Re: [HTML5] 2.8 Character encodings

Dr. Olaf Hoffmann wrote on 8/1/2009 10:08 AM: 
> Bil Corry:
>> Dr. Olaf Hoffmann wrote on 7/31/2009 1:10 PM:
>>> With the still open questions I mainly try to find out whether it is
>>> possible to specify, that a 'HTML5' document has an encoding like
>>> 'ISO-8859-1' and not 'Windows-1252'.
>> You do it the same way as you would for any character set, by specifying
>> the content encoding as ISO-8859-1.  Typically this is done via the
>> Content-Type header:
>>
>>  Content-Type: text/html; charset=ISO-8859-1
>>
>> That header means, "This HTML document is in the ISO-8859-1 character set."
>>  By inference, it also means that it isn't Windows-1252, or UTF-8, etc.
> 
> This I know and is true for other formats but 'HTML5', the current draft
> of 'HTML5' has a specific rule, that this means 'Windows-1252' and
> not 'ISO-8859-1' - and this seems to supersede what the server indicates,
> if a viewer is able to identify is as a 'HTML5' document.

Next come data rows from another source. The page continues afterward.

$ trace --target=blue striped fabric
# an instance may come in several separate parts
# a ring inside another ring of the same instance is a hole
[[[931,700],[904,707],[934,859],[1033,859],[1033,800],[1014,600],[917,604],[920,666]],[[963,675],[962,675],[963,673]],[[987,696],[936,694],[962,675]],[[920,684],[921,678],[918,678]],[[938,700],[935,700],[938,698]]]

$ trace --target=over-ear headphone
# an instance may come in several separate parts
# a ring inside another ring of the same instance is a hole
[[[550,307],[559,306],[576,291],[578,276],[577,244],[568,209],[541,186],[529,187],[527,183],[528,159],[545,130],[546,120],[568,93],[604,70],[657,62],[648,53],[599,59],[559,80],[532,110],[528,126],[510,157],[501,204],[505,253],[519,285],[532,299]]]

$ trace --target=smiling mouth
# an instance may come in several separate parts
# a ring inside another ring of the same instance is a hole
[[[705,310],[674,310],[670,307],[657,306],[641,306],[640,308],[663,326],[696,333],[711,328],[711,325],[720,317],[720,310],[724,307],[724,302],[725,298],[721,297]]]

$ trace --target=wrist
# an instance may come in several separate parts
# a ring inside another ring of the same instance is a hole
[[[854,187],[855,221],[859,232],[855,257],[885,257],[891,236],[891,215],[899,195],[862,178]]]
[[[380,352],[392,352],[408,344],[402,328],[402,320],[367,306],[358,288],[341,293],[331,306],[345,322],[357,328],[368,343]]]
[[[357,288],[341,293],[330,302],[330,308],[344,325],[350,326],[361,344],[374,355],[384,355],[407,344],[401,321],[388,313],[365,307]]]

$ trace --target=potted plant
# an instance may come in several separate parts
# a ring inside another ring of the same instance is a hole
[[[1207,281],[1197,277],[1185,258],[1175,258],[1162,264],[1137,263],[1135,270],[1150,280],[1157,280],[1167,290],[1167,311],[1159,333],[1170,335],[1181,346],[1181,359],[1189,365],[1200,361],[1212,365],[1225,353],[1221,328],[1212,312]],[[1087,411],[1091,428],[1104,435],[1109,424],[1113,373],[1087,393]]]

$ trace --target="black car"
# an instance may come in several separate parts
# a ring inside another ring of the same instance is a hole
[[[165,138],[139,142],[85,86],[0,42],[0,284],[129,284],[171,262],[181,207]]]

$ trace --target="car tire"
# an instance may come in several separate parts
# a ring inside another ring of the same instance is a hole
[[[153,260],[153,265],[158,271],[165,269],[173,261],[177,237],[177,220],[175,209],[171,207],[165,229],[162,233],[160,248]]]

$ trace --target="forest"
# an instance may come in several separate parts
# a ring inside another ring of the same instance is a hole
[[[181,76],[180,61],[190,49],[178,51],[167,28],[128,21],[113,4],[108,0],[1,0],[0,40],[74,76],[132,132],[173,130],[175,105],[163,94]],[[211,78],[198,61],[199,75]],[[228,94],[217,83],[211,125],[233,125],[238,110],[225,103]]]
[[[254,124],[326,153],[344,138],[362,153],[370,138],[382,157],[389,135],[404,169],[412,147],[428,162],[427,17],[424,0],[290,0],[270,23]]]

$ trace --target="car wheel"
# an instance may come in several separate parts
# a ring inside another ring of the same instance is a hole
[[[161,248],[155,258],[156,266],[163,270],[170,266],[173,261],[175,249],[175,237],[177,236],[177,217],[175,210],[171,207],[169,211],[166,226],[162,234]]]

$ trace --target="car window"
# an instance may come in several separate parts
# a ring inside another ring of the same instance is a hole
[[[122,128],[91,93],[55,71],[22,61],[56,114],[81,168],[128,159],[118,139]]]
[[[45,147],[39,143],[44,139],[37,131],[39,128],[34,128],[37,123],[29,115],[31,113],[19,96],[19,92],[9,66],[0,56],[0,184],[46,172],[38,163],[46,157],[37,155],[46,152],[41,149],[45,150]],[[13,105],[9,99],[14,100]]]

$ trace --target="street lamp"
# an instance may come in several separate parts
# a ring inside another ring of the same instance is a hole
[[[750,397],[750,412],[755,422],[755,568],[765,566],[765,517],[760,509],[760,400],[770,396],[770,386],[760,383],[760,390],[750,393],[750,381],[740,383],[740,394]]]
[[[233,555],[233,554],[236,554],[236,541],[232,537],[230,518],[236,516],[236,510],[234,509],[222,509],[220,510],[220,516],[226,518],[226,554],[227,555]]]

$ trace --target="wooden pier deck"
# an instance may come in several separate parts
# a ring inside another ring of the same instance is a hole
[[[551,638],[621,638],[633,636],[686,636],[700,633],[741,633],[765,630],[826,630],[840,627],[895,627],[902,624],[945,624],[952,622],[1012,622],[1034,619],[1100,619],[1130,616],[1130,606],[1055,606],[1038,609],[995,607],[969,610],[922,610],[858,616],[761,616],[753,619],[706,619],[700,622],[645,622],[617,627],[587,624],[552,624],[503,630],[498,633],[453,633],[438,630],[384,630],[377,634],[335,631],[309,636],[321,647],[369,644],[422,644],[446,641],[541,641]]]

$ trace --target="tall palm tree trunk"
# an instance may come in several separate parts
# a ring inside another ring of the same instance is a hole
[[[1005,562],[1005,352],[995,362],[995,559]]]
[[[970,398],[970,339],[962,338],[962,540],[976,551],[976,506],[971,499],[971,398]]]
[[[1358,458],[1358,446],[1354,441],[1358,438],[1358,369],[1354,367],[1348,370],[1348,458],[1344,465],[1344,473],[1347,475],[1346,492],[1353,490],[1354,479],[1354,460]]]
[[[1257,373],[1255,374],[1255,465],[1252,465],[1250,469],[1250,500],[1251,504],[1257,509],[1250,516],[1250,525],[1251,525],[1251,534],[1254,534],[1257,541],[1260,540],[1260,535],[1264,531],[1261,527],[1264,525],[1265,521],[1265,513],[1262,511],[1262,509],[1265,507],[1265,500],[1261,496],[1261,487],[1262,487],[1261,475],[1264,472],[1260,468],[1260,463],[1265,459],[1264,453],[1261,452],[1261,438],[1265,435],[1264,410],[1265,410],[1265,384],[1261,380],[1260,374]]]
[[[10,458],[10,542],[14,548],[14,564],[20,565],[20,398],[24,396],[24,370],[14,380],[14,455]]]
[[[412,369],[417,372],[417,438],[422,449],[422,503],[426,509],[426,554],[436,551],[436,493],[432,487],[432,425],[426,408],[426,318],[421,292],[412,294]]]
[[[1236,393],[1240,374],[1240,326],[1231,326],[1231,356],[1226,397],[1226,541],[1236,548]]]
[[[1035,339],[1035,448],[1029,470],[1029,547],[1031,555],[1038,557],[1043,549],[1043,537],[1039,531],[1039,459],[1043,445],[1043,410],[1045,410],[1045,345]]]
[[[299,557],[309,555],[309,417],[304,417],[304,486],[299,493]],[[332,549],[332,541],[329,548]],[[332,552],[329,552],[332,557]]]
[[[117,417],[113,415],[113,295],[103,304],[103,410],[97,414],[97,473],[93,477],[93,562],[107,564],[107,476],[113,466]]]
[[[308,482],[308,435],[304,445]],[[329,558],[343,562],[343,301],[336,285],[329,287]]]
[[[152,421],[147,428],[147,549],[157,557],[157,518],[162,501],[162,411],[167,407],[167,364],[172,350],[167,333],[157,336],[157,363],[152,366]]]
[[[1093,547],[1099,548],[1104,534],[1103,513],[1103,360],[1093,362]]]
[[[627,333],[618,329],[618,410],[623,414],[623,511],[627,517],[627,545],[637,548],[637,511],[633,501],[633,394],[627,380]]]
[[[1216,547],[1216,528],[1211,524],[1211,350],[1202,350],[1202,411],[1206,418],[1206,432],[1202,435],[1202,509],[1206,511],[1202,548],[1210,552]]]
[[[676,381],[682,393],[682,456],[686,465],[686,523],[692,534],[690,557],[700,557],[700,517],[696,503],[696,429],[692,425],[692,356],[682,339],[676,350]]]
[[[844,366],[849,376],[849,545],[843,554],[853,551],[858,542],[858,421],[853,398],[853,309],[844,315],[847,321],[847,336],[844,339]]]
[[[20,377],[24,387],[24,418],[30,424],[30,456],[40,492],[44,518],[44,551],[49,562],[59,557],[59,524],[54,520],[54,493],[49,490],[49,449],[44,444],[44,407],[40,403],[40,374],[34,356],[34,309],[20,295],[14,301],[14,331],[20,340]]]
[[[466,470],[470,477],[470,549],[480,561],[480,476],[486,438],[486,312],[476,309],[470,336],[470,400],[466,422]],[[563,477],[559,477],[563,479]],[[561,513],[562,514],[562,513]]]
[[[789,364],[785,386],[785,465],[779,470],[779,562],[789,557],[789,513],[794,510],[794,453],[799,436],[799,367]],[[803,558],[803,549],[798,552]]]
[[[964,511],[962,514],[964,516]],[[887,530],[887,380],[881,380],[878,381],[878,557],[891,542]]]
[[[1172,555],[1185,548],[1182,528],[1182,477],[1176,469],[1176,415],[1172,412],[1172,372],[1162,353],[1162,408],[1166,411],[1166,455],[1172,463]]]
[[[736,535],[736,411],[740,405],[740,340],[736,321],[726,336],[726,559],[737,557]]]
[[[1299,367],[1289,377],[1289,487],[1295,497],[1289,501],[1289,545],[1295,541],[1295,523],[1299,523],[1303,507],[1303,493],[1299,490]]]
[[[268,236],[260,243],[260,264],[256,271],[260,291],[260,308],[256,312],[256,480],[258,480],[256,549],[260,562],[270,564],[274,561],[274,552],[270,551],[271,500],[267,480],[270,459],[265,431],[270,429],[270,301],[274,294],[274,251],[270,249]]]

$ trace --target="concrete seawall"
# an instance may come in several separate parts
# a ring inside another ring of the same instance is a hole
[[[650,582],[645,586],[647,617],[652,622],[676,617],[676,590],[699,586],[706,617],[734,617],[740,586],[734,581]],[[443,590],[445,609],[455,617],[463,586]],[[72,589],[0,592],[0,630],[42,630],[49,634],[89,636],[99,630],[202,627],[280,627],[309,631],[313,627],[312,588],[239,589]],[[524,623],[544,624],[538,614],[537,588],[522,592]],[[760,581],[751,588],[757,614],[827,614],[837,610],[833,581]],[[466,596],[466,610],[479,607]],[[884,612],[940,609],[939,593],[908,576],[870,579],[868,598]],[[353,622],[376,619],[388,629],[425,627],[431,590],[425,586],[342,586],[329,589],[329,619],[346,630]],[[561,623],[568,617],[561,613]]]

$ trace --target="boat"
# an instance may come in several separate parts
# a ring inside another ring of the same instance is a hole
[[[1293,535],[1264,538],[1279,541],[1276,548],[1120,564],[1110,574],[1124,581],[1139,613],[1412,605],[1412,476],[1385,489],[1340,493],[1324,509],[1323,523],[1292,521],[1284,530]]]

I started to reply, but realized this thread is just going circular.

At issue, you are claiming the HTML5 charset rules will create problems for authors -- can you provide some real-world examples?  I would be very interested to some of your documents where your ISO-8859-1 encoding is broken by the HTML5 charset rules.